Bijay Sankar Bora/TNS

Guwahati, May 16
At least 3,000 children, 500 in Northeast and Jammu and Kashmir and about 2,500 in Naxal-affected states of the country, are working for armed militant/rebel groups. It has been disclosed by the Asian Centre for Human Rights (ACHR) in its just released report titled ‘India’s Child Soldiers’.

“The recruitment of child soldiers by the armed groups, including the Naxalites, is rampant and at least 3,000 children currently remain involved in armed conflicts. This estimate of child soldiers is conservative considering that the Maoists follow the policy of forcibly recruiting at least one cadre from each Adivasi family,” stated Suhas Chakma, Director of Asian Centre for Human Rights.

This report which is the first ever comprehensive study on the subject in India, accused the Government of India of defending the records of the armed opposition groups, officially designated as terrorist groups, on the recruitment of child soldiers before the UN Committee on the Rights of the Child.

“India in its first report on the implementation of the optional protocol to the Convention on the Rights of the Child on the Involvement of Children in Armed Conflict to the UN Committee in 2011 stated that there is no recruitment of child soldiers, including by the armed groups in India,” the ACHR report states.

The ACHR, besides citing 11 cases of forcible recruitment of child soldiers by the armed groups, presented a number of photographs of child soldiers surrendering with their arms before then Home Minister P Chidambaram and Assam Chief Minister Tarun Gogoi in 2011 and 2012.
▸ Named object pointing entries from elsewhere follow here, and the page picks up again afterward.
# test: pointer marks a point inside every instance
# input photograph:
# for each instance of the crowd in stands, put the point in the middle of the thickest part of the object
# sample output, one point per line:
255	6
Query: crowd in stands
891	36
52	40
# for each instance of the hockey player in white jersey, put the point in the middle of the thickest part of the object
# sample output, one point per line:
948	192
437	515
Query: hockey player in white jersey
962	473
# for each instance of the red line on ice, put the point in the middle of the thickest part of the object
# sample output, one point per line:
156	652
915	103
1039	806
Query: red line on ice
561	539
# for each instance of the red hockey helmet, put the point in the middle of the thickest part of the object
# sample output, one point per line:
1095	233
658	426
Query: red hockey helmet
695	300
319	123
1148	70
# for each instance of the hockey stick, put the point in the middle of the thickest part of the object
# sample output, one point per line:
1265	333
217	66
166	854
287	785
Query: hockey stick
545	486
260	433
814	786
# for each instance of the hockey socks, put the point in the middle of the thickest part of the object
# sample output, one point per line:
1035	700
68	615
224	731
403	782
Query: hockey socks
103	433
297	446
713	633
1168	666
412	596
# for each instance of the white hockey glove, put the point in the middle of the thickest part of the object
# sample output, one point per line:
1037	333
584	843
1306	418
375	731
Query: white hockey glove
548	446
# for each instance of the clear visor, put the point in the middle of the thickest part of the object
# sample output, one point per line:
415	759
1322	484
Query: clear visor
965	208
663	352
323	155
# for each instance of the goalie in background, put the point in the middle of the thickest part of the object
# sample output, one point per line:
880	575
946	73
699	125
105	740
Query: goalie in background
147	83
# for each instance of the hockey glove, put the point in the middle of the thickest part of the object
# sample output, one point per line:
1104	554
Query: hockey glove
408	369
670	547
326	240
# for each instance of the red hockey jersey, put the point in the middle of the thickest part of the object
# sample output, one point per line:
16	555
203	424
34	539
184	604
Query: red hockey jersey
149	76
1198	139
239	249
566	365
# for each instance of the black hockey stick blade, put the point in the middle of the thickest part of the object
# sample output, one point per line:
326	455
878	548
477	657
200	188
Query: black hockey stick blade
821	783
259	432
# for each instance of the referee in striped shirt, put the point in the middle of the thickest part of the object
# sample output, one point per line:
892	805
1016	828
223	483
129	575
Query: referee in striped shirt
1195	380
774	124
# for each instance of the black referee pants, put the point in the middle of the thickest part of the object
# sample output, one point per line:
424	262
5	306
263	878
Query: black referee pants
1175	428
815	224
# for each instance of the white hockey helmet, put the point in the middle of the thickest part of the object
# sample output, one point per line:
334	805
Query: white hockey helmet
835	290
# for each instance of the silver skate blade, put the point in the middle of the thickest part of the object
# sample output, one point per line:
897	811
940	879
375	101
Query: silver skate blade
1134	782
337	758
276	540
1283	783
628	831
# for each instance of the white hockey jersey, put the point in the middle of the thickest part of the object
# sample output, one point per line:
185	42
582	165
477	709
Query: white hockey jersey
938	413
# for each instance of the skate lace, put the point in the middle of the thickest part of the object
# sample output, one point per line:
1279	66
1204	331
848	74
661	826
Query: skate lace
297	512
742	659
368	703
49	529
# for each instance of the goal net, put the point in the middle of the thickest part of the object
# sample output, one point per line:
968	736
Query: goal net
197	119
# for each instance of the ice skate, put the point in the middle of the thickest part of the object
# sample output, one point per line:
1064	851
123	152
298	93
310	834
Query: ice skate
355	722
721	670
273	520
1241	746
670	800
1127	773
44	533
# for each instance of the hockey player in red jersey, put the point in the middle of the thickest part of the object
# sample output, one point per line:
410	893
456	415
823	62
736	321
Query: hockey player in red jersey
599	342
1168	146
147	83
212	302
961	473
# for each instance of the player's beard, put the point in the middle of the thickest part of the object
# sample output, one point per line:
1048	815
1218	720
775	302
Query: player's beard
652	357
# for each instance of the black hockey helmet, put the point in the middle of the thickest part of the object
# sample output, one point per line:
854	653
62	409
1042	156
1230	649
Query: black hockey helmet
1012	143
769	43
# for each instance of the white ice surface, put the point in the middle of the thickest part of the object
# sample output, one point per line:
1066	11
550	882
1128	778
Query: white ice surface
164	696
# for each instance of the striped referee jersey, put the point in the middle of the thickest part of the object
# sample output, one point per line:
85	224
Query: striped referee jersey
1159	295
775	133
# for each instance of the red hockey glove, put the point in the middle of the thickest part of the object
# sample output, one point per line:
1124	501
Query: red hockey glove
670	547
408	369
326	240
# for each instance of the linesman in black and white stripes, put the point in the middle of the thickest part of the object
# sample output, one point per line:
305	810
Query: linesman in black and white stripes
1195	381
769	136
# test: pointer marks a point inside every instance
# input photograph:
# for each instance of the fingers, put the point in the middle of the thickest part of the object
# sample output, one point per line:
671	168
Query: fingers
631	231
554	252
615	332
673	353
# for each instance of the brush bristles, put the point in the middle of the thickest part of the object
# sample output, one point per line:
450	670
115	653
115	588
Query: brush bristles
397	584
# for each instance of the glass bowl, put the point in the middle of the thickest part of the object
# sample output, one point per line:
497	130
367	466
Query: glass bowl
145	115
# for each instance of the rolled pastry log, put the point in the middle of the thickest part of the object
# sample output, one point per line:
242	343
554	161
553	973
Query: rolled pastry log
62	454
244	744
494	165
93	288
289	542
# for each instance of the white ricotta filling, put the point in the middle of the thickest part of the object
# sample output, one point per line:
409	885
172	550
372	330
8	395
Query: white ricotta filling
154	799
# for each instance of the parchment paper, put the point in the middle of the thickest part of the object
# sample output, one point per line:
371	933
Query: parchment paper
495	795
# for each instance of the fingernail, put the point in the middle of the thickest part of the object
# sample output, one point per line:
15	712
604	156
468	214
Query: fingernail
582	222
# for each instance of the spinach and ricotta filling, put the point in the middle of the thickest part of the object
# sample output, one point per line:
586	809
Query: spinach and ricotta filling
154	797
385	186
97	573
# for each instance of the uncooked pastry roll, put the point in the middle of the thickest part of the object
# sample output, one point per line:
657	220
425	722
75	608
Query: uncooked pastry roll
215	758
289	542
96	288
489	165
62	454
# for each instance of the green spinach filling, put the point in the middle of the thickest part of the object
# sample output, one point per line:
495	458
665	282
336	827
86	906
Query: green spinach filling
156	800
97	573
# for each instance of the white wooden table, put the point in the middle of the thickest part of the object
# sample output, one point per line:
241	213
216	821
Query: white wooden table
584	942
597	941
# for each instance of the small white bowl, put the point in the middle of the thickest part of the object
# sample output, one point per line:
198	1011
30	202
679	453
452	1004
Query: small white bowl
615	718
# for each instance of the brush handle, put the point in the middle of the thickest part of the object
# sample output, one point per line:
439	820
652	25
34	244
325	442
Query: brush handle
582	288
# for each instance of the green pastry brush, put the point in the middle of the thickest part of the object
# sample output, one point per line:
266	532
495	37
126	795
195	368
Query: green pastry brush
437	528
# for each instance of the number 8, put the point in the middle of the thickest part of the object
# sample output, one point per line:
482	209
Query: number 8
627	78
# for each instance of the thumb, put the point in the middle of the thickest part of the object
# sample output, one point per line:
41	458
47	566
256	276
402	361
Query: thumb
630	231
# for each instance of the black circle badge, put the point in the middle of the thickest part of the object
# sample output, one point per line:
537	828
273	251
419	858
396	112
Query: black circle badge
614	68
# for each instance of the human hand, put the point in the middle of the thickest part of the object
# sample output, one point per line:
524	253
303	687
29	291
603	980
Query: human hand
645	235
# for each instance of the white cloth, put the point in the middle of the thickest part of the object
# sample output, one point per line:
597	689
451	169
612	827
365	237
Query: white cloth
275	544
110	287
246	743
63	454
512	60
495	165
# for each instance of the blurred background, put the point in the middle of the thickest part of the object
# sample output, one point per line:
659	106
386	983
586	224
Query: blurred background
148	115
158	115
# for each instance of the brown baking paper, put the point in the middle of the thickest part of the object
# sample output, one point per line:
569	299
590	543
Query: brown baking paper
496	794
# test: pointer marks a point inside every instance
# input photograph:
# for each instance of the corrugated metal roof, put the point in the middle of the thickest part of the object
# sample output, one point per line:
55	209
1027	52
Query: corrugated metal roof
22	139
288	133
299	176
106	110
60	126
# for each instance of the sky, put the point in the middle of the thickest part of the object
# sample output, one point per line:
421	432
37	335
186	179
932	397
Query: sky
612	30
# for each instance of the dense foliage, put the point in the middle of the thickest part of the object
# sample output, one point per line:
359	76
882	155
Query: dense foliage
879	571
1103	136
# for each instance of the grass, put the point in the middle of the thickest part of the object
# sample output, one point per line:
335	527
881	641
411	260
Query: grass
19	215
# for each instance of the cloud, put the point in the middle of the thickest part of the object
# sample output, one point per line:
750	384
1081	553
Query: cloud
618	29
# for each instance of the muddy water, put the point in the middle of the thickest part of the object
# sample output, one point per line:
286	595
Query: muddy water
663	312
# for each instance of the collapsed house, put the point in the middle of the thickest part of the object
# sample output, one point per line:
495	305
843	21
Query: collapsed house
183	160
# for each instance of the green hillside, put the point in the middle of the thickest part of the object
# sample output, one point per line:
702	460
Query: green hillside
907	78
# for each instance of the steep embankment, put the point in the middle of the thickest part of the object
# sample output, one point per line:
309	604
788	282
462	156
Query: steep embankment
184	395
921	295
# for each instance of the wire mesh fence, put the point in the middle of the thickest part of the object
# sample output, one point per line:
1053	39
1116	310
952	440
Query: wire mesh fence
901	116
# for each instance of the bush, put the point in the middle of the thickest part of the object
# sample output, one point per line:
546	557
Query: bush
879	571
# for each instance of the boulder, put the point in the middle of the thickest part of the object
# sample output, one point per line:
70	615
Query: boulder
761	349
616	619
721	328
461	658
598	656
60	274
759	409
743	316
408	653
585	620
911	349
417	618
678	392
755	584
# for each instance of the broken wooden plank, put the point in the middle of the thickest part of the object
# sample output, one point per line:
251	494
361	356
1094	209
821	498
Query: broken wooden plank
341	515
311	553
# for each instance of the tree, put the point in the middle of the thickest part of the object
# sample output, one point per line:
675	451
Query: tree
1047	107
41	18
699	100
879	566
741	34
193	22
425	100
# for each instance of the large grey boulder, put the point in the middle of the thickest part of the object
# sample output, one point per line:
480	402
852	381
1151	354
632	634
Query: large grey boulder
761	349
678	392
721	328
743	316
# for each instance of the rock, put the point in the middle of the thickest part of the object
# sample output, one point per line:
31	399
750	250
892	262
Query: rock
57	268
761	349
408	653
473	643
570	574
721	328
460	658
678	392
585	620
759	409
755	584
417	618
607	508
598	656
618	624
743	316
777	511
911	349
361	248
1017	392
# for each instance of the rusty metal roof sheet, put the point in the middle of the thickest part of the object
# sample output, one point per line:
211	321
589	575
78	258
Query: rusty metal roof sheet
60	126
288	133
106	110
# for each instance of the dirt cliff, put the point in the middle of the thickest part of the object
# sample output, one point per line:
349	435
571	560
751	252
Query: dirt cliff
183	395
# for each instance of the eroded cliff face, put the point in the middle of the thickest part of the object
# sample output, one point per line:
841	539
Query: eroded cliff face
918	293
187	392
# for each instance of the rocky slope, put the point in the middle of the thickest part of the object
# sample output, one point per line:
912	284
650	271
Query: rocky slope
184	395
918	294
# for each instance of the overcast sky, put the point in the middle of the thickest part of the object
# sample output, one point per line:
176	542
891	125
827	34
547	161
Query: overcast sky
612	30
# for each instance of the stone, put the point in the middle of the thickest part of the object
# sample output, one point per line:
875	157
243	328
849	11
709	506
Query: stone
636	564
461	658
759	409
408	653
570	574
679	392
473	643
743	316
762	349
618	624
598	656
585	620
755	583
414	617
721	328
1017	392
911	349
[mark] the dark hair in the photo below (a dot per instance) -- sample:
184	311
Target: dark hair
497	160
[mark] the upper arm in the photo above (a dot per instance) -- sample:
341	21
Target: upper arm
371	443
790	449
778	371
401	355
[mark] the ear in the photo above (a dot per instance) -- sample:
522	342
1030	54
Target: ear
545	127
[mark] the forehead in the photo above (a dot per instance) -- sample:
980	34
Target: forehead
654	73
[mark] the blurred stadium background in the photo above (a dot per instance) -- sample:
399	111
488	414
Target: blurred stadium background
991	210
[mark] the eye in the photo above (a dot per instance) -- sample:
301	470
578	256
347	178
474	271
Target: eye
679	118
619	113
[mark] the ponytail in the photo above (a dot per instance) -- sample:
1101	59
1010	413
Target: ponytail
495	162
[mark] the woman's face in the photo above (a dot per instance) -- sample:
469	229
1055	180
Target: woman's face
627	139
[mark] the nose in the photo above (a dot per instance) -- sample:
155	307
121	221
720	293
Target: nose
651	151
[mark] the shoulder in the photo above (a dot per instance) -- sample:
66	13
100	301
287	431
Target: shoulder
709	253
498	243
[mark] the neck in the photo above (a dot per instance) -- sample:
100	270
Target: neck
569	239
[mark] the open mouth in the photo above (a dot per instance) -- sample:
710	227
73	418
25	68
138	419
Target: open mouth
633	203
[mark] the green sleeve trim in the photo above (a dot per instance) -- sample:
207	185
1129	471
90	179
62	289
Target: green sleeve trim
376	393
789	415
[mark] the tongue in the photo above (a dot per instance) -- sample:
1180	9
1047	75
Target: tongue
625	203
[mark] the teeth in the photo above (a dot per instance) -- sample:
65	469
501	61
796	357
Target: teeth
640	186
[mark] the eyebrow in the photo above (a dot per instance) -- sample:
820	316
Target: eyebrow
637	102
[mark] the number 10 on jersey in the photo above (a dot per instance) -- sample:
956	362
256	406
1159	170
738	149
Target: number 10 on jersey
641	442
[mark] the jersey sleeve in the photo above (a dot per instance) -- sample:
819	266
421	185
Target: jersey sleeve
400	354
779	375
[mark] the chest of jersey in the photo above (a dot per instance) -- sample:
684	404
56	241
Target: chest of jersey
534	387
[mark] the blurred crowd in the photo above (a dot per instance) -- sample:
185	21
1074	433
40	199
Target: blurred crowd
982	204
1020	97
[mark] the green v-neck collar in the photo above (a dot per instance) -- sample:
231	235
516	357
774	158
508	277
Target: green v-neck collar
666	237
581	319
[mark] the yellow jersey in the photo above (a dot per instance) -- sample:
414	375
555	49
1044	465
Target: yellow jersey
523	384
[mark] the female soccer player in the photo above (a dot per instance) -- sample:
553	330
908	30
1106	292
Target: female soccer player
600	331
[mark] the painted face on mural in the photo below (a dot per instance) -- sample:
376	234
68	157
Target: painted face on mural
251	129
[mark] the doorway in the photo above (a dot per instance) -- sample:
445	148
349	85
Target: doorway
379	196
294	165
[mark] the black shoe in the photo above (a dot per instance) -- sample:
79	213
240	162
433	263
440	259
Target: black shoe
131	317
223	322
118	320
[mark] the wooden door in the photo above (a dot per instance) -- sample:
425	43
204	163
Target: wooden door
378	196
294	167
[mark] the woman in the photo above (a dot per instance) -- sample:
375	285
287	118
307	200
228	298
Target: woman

The ACHR report mentions: “Article 4 of the Optional Protocol to the UN Convention on the Rights of the Child on the Involvement of Children in Armed Conflict states that armed opposition groups should not, under any circumstance, recruit or use in hostilities persons under the age of 18 years and the government shall take all feasible measures to prevent such recruitment and use, including the adoption of legal measures necessary to prohibit and criminalise such practices.

The Asian Centre for Human Rights urged the Government of India to inquire as to why the recruitment of child soldiers by the officially designated terror groups was concealed from the UN Committee on the Rights of the Child and take appropriate actions against the officials who are effectively ended up whitewashing the records of the armed groups on the recruitment of child soldiers.